JERUSALEM-the 50 sites you may overlook

In a historic and religious city like Jerusalem there is so much to see no matter how much you tour. When time is a limiting factor, even the most efficient tour guides have to compromise while deciding what to incorporate in the itinerary. Although it depends on the interest of the individual visitor as well, there is still a huge must-see-list in Jerusalem that cannot be avoided. At every stop so much information is thrown on a visitor that sometimes s/he tends to forget the details after leaving the place.

I remember when I first visited the Church of Holy Sepulcher, it appeared to me more like a small museum than a church. I was virtually clueless inside a dark and dull overcrowded massive complex of more than 25 chapels with several curious artifacts and antiques scattered under some dusky arches and dingy columns. It took me at least three visits with a proper map in hand to understand the Church complex. A normal visitor for instance would be satisfied with Golgotha, the ‘Stone of Unction’ and the ‘Holy Sepulcher’, but the oldest part of the complex, viz. the first century tombs inside the Syrian Orthodox Chapel could be easily missed.

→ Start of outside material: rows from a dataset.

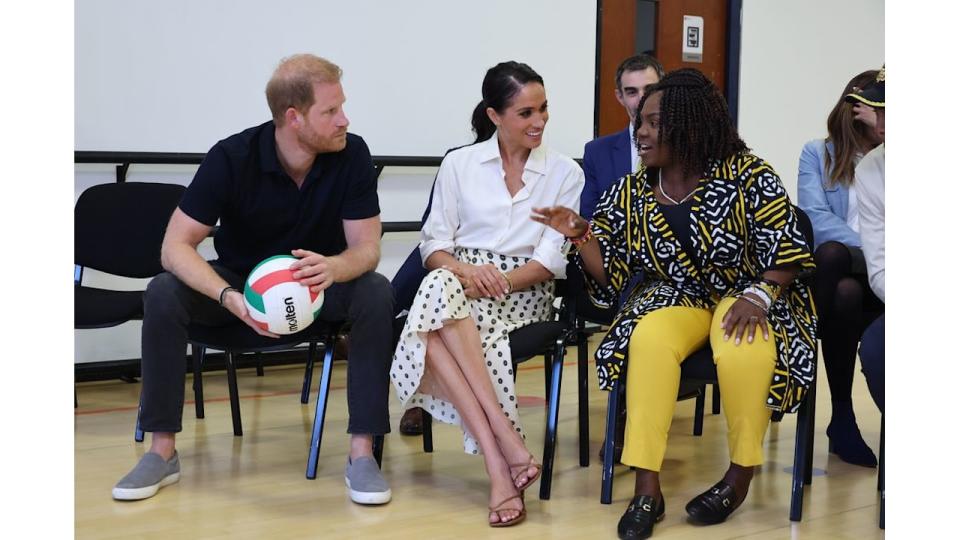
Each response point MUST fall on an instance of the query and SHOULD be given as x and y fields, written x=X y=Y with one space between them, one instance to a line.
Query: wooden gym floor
x=254 y=486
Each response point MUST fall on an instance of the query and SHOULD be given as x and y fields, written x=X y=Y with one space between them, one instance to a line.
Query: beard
x=320 y=144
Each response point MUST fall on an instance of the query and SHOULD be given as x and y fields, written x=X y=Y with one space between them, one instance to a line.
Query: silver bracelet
x=754 y=302
x=761 y=294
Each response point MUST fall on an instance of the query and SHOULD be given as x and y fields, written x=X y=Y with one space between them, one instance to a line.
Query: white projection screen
x=179 y=75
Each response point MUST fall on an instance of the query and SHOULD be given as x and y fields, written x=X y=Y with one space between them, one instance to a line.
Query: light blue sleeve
x=812 y=199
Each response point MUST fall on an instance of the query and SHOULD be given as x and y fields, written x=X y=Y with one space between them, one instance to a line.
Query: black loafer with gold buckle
x=714 y=505
x=637 y=522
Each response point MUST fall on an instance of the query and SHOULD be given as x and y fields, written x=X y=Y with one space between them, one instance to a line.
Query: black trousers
x=170 y=306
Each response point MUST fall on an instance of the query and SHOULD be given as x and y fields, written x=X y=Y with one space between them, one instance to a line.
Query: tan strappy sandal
x=526 y=466
x=496 y=509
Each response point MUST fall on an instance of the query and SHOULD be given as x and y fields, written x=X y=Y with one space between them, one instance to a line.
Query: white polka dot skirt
x=441 y=298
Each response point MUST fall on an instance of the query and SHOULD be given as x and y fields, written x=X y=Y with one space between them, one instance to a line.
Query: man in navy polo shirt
x=297 y=184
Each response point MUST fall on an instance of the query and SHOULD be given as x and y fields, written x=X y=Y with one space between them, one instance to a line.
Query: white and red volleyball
x=276 y=301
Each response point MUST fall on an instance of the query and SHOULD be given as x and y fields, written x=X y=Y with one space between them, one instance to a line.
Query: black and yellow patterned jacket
x=743 y=224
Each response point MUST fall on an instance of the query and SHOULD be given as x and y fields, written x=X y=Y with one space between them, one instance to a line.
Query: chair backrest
x=806 y=228
x=118 y=228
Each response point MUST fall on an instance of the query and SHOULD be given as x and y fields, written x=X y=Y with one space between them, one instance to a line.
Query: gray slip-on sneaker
x=365 y=483
x=150 y=474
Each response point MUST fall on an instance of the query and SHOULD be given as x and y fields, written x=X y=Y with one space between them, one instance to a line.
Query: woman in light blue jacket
x=845 y=303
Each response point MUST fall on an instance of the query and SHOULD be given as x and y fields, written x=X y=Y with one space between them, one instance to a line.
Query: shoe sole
x=136 y=494
x=370 y=498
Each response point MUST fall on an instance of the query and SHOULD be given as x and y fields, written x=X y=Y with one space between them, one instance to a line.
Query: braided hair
x=694 y=120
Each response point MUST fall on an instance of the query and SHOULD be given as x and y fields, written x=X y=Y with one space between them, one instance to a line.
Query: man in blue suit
x=608 y=158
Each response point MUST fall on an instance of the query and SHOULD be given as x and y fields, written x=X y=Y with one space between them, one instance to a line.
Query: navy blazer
x=825 y=204
x=605 y=160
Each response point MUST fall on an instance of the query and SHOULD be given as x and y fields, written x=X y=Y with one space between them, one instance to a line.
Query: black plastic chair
x=700 y=369
x=549 y=339
x=118 y=229
x=239 y=339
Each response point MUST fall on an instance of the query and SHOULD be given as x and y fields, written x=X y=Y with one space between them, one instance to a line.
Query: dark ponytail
x=501 y=83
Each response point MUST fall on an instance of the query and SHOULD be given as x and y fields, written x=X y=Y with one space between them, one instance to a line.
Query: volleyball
x=276 y=301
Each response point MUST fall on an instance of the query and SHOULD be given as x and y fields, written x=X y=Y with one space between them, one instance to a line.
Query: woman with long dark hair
x=491 y=272
x=713 y=231
x=843 y=297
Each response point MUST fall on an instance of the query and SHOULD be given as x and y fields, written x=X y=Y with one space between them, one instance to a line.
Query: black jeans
x=170 y=306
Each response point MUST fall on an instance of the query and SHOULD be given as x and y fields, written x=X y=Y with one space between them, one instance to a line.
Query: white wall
x=178 y=75
x=797 y=56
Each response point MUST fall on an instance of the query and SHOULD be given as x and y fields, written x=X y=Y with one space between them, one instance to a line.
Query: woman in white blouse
x=491 y=272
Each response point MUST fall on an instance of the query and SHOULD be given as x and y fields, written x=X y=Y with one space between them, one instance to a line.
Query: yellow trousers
x=659 y=344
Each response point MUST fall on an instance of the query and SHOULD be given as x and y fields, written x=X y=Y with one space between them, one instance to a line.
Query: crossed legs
x=455 y=372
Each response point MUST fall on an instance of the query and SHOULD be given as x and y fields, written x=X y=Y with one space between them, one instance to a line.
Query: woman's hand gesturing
x=561 y=219
x=744 y=317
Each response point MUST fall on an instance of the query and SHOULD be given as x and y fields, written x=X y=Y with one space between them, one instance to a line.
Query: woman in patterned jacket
x=714 y=232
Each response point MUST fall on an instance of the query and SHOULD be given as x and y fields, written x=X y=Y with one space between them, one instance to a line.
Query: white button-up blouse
x=473 y=209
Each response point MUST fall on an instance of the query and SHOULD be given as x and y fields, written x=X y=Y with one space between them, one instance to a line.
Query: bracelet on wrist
x=583 y=238
x=757 y=303
x=224 y=292
x=772 y=288
x=762 y=294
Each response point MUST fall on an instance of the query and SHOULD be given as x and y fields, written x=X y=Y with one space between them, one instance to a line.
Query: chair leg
x=546 y=376
x=606 y=482
x=553 y=413
x=812 y=420
x=308 y=373
x=137 y=430
x=313 y=460
x=427 y=423
x=378 y=449
x=698 y=411
x=583 y=416
x=199 y=353
x=234 y=394
x=880 y=479
x=800 y=459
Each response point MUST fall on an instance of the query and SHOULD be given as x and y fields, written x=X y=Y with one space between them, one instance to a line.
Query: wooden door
x=617 y=26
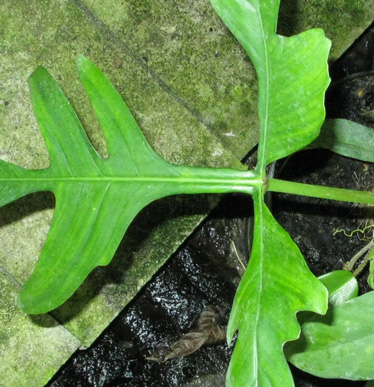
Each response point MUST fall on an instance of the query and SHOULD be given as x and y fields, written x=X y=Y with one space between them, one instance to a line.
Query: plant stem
x=318 y=191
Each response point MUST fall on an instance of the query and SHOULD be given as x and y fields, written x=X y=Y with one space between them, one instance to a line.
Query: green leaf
x=346 y=138
x=339 y=344
x=292 y=74
x=96 y=198
x=276 y=284
x=341 y=285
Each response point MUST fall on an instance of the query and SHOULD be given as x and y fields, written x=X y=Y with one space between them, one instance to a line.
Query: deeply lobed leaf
x=96 y=198
x=276 y=284
x=292 y=74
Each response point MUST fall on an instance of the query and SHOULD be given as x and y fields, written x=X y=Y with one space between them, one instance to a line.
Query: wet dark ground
x=205 y=270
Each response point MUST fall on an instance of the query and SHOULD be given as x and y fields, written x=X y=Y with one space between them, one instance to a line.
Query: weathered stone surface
x=193 y=91
x=31 y=348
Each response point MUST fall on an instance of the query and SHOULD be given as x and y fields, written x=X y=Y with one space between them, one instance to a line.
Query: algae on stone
x=31 y=348
x=192 y=90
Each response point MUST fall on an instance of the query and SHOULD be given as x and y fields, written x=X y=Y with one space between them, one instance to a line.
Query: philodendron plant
x=97 y=198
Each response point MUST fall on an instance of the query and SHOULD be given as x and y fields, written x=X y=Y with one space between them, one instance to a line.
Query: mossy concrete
x=31 y=348
x=191 y=88
x=187 y=46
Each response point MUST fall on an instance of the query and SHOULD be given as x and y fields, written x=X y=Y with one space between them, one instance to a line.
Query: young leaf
x=96 y=198
x=276 y=284
x=339 y=344
x=347 y=138
x=292 y=74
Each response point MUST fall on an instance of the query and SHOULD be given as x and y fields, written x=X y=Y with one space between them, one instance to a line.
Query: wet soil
x=206 y=270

In the upcoming posts I plan to upload 50 such sites from Jerusalem that I believe can be easily overlooked or go unnoticed by an average visitor. I am incorporating the following sites from my previous visits, again with no specific order of importance. I am sure that a serious traveler who loves history, traditions and the Bible has noticed or been to most of them.

Sunday, August 30, 2009

The Park of Olives and Olive Columns in Ramat Rachel, Jerusalem.

Designed by the Israeli sculptor Ran Morin (1984), the Olive Park consists of 200 olive trees planted in 27 concentric rows around three 33 foot tall columns, each supporting an olive tree. I wonder how the roots absorb water and the plants get irrigated. Thanks to the advanced Israeli irrigation technology. However, the trees on the top of the columns did not appear very healthy to me.

According to the official site of Kibbutz Ramat Rachel, "the sculpture symbolizes the link between modern and ancient times: its stone pillars appear to rise, like sturdy tree trunks, out of the ancient soil, their roots giving life to the lofty olive trees - the traditional symbols of fertility, life force, and, of course, peace. The roots of these trees, reaching deep into the past, juxtaposed with the man-made pillars of stone reaching skyward, are a moving expression of awe for the power of nature".